As New York City looks set to settle with civil liberties groups over the Police Department’s long-standing and contentious policy of stopping, questioning and frisking people on the street, new data shows that complaints of stop and frisk have declined in recent months — but they haven’t gone away just yet.

The data — shared with Bedford + Bowery by the Civilian Complaint Review Board, the agency that handles complaints of police misconduct — shows that allegations of stop and frisk have declined in most of North Brooklyn and downtown Manhattan year-over-year. The CCRB got 46 complaints of stop and frisk encounters in Williamsburg’s 90th Precinct in 2012, for example, and only 19 complaints in 2013. There were 98 allegations of stop and frisk in Bushwick’s 83rd Precinct in 2012, and that number declined to 54 in 2013.

Given such reductions, it’s easy to see why new NYPD Commissioner Bill Bratton has said, “The problem has been more or less solved.” But the most recent data available from the CCRB, from January 2014, shows a relatively small number of complaints are still popping up.
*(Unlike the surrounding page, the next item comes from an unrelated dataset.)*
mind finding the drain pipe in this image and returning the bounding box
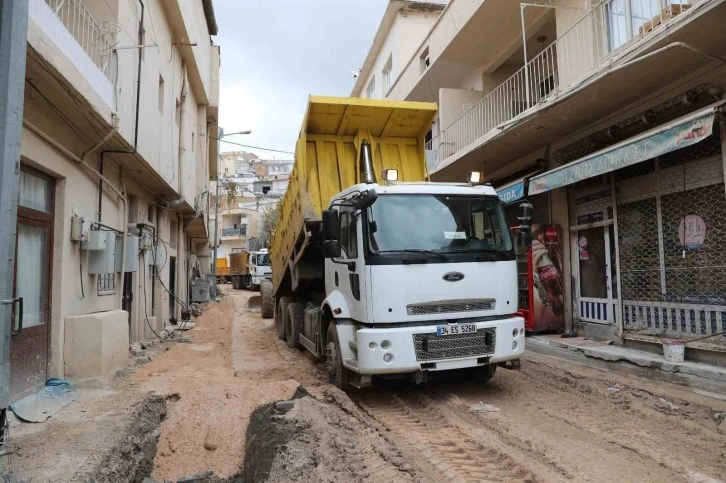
[119,169,128,311]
Williamsburg saw four complaints of stop and frisk in January 2014, after zero complaints in the same month in 2013. And the Lower East Side’s 7th Precinct, which also saw zero allegations of the practice in January 2013 or in January 2012, made 10 complaints in the first month of this year.
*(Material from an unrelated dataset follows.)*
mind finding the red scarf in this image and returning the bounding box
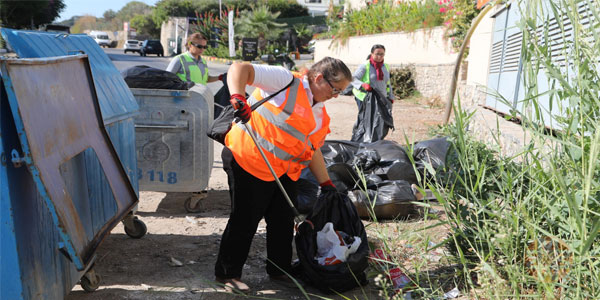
[369,57,384,81]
Priscilla Gonzalez of Communities United for Police Reform, an advocacy group that campaigns to end “discriminatory policing” in New York City, says it will take more than a few months to halt the policy of stop and frisk.

“This new administration has taken constructive steps that move us closer,” said Gonzalez, “but it has not begun yet and was delayed by the previous administration’s obstruction.”
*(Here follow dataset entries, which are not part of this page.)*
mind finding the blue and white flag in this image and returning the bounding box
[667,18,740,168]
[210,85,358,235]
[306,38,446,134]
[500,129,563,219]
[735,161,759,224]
Earlier this month, five police unions filed to block the city’s settlement over stop and frisk.

The policy, a creation of the Giuliani administration, is now being reformed by new mayor Bill de Blasio. At a January news conference, De Blasio called the practice “one of the most divisive problems” in New York and one that “unfairly targeted young African-American and Latino men.”

But don’t expect the practice to disappear entirely: in a radio interview this week, Bratton said stop and frisk was necessary, though it had been overused, and practiced by inexperienced and poorly supervised officers.

CCRB, which says about a quarter of all complaints it dealt with over the eight years were stop and frisk, advises New Yorkers on its website on how to handle such an encounter: “stay calm and don’t move around a lot,” “keep your hands visible and still,” “speak respectfully” — and then report the incident to the agency for investigation.